Frequency bands of (8–12) Hz and (22–30) Hz and EOG reduction: Using the band reduction and the EOG regression method, the results for SOM showed now that the best separation capacity was obtained for subjects 1, 3, 6, 8 and 9.
Although in the case of the classification techniques, there was a slight improvement for subjects 1, 4 and 8 in the accuracy percentage (Table 5), and there was no significant improvement over subjects 7 and 9, which already had good results on the (8–30) Hz band. In this case, it is assumed that there were some hidden attributes for subjects 1, 4 and 8 that were found due to the band reduction or filtering. However, these procedures did not necessarily help the other subjects, where the selected bands may not be optimal or the EOG contamination was not an important factor in their classification. In addition, there was no improvement over the accuracy for the subjects that already performed poorly. In these cases, even the limited band and noise reduction technique could not help to uncover if there was any difference between the classes.
Lastly, for the SVM method, the accuracy was low for every subject except for subjects 4, 5 and 8. In general, the accuracy of SVM highly depends on finding the correct kernel to map the function, meaning that the initial parameters introduced for mapping into a higher dimension were not optimal for this database. Furthermore, SVM usually has problems discriminating when the same parameters are used in every individual, which means that it may require a specific setup for each subject.
In the case of processing times, the training time is reduced using the limited frequency bands and regression method. This is a natural consequence of having a reduced dimensionality of data. Furthermore, while comparing the processing times between the presented methods, it can be observed that SOM has the largest ones, followed by SVM. The former could be due to the process of inserting the data one by one to adjust the map, which could be improved using a batch method. On the other hand, SVM needs to solve a quadratic optimization problem with a large data set and a small box constraint, which limits the algorithm convergence speed.
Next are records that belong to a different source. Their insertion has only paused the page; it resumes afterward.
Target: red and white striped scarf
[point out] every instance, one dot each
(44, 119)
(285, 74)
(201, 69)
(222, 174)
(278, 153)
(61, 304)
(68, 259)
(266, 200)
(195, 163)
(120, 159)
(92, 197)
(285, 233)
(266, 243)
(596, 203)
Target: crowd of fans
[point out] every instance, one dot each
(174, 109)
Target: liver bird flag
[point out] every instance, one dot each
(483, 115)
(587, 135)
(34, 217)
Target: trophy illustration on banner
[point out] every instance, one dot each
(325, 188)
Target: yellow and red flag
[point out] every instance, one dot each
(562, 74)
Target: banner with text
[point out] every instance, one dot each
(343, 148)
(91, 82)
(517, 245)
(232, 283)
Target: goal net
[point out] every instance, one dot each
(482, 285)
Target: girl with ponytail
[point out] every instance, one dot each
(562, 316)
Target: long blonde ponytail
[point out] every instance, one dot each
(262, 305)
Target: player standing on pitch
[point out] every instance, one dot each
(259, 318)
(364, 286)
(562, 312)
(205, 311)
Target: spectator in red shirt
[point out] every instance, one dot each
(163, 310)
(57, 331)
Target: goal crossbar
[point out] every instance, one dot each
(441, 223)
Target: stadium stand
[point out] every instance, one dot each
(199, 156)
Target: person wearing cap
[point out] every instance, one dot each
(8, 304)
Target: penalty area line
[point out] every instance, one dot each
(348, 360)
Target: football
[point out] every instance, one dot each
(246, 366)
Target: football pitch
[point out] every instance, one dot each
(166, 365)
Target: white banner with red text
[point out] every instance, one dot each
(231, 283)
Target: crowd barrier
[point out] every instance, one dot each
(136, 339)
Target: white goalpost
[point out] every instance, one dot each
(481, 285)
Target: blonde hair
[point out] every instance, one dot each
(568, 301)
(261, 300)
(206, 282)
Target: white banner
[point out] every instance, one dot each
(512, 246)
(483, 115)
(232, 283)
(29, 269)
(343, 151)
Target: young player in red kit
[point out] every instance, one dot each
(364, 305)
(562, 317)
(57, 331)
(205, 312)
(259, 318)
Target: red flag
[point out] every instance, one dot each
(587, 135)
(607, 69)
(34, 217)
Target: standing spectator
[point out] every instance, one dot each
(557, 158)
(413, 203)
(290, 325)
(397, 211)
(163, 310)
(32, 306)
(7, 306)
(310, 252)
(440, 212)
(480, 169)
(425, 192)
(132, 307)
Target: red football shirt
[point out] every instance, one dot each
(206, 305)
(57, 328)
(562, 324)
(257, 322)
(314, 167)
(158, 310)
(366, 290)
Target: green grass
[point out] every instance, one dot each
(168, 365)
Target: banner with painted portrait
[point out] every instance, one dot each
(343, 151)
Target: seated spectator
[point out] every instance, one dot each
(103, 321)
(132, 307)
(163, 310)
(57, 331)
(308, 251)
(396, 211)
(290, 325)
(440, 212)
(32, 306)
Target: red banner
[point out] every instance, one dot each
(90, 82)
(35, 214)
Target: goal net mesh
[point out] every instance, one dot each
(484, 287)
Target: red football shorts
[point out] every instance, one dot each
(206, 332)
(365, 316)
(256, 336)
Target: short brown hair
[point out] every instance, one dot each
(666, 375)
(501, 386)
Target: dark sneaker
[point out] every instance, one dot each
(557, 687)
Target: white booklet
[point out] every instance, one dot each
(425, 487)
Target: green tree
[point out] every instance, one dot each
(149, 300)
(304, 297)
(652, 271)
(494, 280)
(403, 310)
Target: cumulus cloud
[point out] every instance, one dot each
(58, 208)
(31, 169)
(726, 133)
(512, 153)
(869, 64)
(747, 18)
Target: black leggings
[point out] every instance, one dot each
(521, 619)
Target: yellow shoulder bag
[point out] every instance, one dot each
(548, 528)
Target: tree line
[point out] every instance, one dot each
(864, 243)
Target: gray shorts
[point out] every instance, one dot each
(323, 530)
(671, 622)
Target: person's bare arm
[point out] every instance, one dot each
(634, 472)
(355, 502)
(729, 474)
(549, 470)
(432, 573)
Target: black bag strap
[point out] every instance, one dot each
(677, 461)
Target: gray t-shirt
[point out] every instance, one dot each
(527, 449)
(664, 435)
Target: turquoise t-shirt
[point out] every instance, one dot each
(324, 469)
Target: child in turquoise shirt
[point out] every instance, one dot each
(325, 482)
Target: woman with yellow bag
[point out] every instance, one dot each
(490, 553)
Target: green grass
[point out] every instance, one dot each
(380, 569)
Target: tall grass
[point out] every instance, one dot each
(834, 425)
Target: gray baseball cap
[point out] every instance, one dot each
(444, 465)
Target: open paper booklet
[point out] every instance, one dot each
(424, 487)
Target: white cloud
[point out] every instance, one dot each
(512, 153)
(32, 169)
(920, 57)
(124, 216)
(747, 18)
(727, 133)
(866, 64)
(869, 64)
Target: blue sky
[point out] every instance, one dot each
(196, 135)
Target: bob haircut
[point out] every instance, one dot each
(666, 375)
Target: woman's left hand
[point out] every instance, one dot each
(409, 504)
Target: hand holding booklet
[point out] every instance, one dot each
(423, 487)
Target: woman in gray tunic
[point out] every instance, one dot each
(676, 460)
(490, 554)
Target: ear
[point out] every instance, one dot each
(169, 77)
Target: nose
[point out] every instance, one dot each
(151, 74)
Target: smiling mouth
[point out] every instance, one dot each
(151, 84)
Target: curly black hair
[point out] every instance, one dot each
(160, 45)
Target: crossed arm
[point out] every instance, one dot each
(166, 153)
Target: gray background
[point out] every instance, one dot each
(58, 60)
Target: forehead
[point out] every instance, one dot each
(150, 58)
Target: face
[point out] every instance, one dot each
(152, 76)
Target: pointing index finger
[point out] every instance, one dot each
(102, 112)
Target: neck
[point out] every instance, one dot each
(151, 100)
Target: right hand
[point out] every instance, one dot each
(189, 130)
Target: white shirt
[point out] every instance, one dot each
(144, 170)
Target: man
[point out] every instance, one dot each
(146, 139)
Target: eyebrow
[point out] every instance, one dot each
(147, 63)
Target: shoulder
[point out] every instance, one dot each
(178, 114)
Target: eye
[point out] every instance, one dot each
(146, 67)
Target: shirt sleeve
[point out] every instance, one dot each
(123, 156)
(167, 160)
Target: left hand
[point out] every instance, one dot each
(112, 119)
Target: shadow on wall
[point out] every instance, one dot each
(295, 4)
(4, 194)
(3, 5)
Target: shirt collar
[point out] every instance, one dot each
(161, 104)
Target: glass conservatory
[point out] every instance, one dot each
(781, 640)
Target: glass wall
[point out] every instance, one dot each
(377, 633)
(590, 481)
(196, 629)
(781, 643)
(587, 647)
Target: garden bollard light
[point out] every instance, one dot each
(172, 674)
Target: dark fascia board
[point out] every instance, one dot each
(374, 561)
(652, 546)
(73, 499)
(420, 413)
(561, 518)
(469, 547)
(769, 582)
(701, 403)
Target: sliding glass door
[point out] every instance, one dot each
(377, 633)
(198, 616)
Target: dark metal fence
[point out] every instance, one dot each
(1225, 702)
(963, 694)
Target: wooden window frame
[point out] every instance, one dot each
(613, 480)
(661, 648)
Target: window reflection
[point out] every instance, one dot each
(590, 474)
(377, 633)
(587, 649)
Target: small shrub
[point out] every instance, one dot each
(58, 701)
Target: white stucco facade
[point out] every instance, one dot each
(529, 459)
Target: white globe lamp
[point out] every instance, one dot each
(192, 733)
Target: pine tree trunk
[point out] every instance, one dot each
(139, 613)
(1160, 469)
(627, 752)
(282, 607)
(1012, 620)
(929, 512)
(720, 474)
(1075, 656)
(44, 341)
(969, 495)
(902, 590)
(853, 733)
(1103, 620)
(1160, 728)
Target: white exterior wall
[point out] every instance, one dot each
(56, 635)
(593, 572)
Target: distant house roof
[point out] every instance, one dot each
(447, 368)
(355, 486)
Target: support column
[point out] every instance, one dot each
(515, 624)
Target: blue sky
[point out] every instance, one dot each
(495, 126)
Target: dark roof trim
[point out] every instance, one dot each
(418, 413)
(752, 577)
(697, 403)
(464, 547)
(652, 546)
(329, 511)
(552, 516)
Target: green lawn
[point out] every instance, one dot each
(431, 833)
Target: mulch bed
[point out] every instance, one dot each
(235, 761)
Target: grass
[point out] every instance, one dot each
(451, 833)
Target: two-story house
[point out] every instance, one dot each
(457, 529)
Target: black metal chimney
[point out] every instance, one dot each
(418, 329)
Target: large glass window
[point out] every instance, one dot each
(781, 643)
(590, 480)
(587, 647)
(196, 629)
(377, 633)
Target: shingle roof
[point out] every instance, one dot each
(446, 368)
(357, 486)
Moreover, it can be observed that the BP method is slower than the RBM method. The reason behind this is that the ANN had many more neurons than the RBM (1000 neurons for BP over 64 neurons for RBM). However, other numbers of neurons for the BP did not give as high accuracy as those obtained.
Finally, although LDA indeed is the fastest of all the presented algorithms by far, which is one of the reasons why its one of the most used methods for BCI, it has the problem of not being easily adaptable to a high number of classes, thus needing different methods for multi-class problems.

7.2. Conclusions

With the aim of driving the development of competencies for future engineers and scientists, schools require curricula that is in line with the technological progress and demands of Industry 4.0. Consequently, Education 4.0 is searching for new ways to introduce students to emerging technologies, such as artificial intelligence, and how they are applied on real-life situations.
Accordingly, Education 4.0 is responsible for helping future professionals begin being familiar with the area of artificial intelligence, and, at the same time, it must provide them with the opportunity of testing the acquired knowledge by applying it to real-life scenarios. Therefore, in the scope of the Education 4.0 framework, teachers and students are in need of updated educational material that helps them embrace their path towards teaching and learning more about the technologies that are being used in the incoming industrial revolution. Hence, the main objective of this work was to provide updated teaching/learning material that allows students to have an introduction to a cutting edge technology, such as BCI, which is used for several real-life applications, while providing them with the basic knowledge of five different AI techniques and how they can be applied over the basics of BCI experimentation.
These different AI techniques were presented through a brief review of the methods and their corresponding pseudo-codes while also presenting the results of their implementation on BCI so that students become aware of the problems and possible outcomes of these experiments. This implementation was done over a test bench that consists on EEG and EOG recordings obtained from [37]. From the obtained results, it is important for students to notice that the obtained behavior of each method made sense with the information presented in Table 1; however, the main problem in this work was that none of them was able to always discriminate or even discriminate similarly to all subjects.
Through the description of the AI techniques and the analysis of the results of applying them over the proposed BCI test bench, this work allows students to learn the basic theory of SOM, LDA, ANN-BP, SVM and RBM, as well as giving the guidelines for the application of those techniques over real-life BCI problems. Furthermore, teachers that are beginning to work under the Education 4.0 paradigm can use this work as introductory material to BCI and artificial intelligence, and the proposed test bench can be used by them as a reinforcement exercise or project to test the understanding of students posterior to a BCI or AI lesson.
Notwithstanding of the contribution of this work to the development of updated curricula for the Education 4.0 framework, there is still a lot of work to do. To allow students to achieve a better comprehension of the presented methods, it is important to make an improved test bench with different band sizes as in  [37] or use some other type of filter or dimensionality reduction method such as Common Spatial Patterns [69] (this can be seen in Appendix B), which is also part of the current state-of-the-art BCI. Additionally, more advanced artificial intelligence techniques for BCI classification can be explored to provide students with additional information about algorithms that are not only applied on BCI but also on other areas of Industry 4.0.

Author Contributions

Conceptualization, D.B., P.P. and A.M.; Data curation, D.B.; Formal analysis, D.B. and P.P.; Funding acquisition, A.M.; Investigation, D.B.; Methodology, D.B.; Project administration, P.P.; Software, D.B.; Supervision, P.P. and A.M.; Validation, D.B., P.P. and D.L.-B.; Visualization, D.B.; Writing—original draft, D.B., D.L.-B. and A.M.; Writing—review & editing, D.B., P.P. and D.L.-B. All authors have read and agreed to the published version of the manuscript.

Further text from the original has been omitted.